Woodley instead decided to retire, giving up hundreds of thousands of dollars in the process. He was just 27 years of age.
If Woodley seemed like a joyless human being, football was the one thing that brought him happiness. Without it, he became something of a lost soul.
“Football was his life,” said Bruhnke. “He didn’t know what to do with his time after that. We had a health club we had bought in Miami, and he just kind of let it go, too. He just didn’t have any heart for anything after that.”
Without the game, his drinking got even worse. Instead of just imbibing beer, he turned to rum, and it became too much for Bruhnke, who divorced him in ’86.
For a minute, there was a glimmer of hope. Woodley was invited to try out for the Green Bay Packers during training camp in the summer of 1987, but that hope fizzled out fast when he didn’t make the roster.
He had nothing to turn to in retirement, or at least nothing he was willing to turn to. Former teammates, such as Cefalo, sometimes tried to reconnect with him, but all they heard was crickets.
At one point, Woodley did attend LSU-Shreveport in order to get his degree in information technology while managing the athletic facility there.
For a brief period, he even did color commentary on the radio for football games at his alma mater, Bryd High School.
But his demons, and his resulting drinking, were what dominated his life. His liver got battered from all the alcohol he consumed.
One day, his belly swelled up due to his drinking. Woodley decided to stay up all night and not sleep because he was afraid he wouldn’t wake up.
In 1992 he needed to get a liver transplant.

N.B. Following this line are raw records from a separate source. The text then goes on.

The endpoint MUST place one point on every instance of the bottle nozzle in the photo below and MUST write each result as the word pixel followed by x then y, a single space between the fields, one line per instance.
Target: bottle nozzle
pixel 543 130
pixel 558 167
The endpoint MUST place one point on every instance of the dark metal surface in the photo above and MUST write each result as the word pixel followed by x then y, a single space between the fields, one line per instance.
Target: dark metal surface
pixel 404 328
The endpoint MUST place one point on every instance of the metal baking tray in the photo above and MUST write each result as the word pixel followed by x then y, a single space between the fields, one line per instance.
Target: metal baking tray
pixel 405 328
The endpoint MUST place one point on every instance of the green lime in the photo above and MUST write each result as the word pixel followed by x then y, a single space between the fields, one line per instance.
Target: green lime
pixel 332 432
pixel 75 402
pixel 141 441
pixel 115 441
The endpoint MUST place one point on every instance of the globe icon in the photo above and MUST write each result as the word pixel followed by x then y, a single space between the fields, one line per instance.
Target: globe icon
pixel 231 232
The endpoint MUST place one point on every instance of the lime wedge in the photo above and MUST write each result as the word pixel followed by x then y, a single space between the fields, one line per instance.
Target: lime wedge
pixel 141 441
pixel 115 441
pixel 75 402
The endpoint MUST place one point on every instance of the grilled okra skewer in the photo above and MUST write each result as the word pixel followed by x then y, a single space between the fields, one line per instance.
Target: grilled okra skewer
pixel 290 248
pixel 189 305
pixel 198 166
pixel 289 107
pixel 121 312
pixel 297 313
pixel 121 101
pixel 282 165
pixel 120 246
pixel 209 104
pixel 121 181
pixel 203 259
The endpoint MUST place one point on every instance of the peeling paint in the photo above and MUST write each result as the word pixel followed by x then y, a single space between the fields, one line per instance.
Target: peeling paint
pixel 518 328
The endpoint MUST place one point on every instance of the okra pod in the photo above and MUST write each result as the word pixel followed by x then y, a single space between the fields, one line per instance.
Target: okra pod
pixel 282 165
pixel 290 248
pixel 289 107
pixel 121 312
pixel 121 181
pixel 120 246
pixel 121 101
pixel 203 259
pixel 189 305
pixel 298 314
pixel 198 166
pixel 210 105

With no real means of financial support, he ended up having money troubles.
In late 2002 and early 2003, Woodley started calling some of his old mates and tried to reform those old connections that he never really built. He also called Bruhnke and apologized for all of his misdeeds that may have caused her pain.
He must’ve known the end was near. In the spring of 2003, he ended up in the hospital due to alcohol-related complications, and he passed away on May 4.
Woodley’s career and life is a cautionary tale about what it takes to be a pro athlete and find happiness through such a career. It takes much more than athletic ability, intelligence or even intangibles such as work ethic, determination, desire or coachability.
Succeeding in the public eye like that also requires the ability to adroitly engage in the requisite give-and-take with fans and the public. Some souls simply were not gifted with that ability.